A great deal of my thoughts lately are consumed with running. Probably because I set a goal to train and run a half-marathon this spring. My first half-marathon. My road to post-partum fitness. And much to my chagrin, Ben told me that he, too, would like to run with me. I may or may not have dropped dead at that moment! Delighted, I was (for Yoda-lovers everywhere).
With all this running going on at our house, I had a vision one night (nothing weird, just a mental picture). I saw our family running a race together as a team. The race was life. As a mother, I saw myself as the "running buddy." There were times when I needed to fall back, run a little slower with a needy child, staying beside them until they were back with the group again. I felt such an urging to be ever-ready for when those times came, because, inevitably, they do. I realized that I had to be in-shape: physically, spiritually, emotionally, etc. I had to keep order in my life, build my stamina, so that I could focus my energies on who needed a running buddy at any particular moment.

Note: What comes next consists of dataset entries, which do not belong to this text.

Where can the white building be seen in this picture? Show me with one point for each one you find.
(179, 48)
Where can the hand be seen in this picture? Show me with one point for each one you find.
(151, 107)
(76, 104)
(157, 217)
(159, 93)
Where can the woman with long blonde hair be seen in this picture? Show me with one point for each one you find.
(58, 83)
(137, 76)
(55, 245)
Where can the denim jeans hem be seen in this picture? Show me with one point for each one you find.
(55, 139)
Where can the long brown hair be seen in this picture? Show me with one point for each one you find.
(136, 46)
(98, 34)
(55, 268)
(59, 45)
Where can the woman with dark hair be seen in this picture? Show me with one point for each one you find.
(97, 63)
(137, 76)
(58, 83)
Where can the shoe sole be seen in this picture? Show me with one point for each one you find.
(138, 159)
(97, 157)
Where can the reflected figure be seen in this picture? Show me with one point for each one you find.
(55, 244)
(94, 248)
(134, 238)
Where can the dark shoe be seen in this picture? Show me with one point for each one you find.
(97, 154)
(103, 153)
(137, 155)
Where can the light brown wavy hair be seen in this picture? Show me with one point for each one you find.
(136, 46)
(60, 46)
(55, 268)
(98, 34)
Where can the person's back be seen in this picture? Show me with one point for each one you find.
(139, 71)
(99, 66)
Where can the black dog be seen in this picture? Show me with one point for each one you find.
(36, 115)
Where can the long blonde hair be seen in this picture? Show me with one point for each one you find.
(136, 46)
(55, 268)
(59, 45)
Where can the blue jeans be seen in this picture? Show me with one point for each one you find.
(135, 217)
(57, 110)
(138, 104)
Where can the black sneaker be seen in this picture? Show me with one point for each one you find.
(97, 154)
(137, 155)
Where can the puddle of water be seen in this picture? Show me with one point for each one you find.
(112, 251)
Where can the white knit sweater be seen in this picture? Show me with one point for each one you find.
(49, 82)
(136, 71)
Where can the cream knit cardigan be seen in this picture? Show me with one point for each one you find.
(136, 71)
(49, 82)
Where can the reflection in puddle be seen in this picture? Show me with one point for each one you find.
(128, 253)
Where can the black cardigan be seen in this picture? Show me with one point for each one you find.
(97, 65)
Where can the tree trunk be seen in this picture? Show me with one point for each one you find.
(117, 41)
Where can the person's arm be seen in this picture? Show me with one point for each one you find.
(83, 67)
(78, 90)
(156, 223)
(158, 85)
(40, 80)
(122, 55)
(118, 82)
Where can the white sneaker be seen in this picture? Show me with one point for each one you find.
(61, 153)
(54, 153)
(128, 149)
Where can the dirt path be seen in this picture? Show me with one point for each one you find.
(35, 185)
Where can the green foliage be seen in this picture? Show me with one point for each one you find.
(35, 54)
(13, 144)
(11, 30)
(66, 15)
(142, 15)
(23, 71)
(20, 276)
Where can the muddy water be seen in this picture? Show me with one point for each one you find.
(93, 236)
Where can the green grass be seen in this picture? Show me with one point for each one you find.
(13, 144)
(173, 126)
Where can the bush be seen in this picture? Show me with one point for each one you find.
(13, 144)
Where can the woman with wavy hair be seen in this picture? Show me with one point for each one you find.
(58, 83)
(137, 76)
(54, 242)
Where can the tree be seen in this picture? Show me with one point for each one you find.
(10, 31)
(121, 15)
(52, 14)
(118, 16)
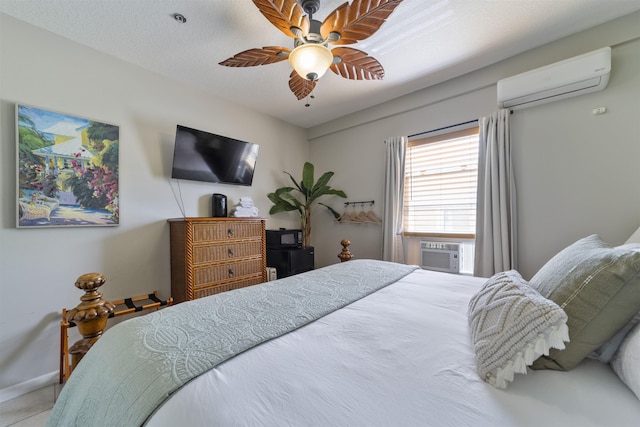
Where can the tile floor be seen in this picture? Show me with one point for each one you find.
(29, 410)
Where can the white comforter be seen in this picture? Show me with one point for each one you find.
(399, 357)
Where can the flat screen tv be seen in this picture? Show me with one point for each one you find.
(203, 156)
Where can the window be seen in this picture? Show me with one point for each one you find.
(441, 174)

(Sidenote: I had to take a break from this post a minute ago to TOW a guy out of our front yard. He'd slipped off the road and drove his car up and OVER one of our landscape rocks! Truth be told, I love being a woman to the rescue:))
I was reading a talk by Elaine Dalton and she inspired me to embrace the dailyness, the becoming, of a good running buddy:
I am the facilitator who enables a busy family to go and do and accomplish . . . . At times I have resented the dailyness of my life; but as I look back, I see that dailyness has patterned and schooled me. Daily doings add up, and they can make an eternity of difference . . . .
These daily doings draw me closer to my team, keep me family-focused, make me more aware of when I need to fall back and run beside someone. And that "someone" is ever-changing. I guess it hit me hard that I'm my family's greatest advocate. More often than not, I set the tone. That thought is a little sobering sometimes for a fun-seeking girl like me, taking on all that responsibility. At the same time, I DO love a good challenge.
I was grateful for this teaching moment for myself. Life has a way of teaching us things in a myriad of ways. That's what keeps things interesting, don't you think?
On that note, it's time to get running . . . again!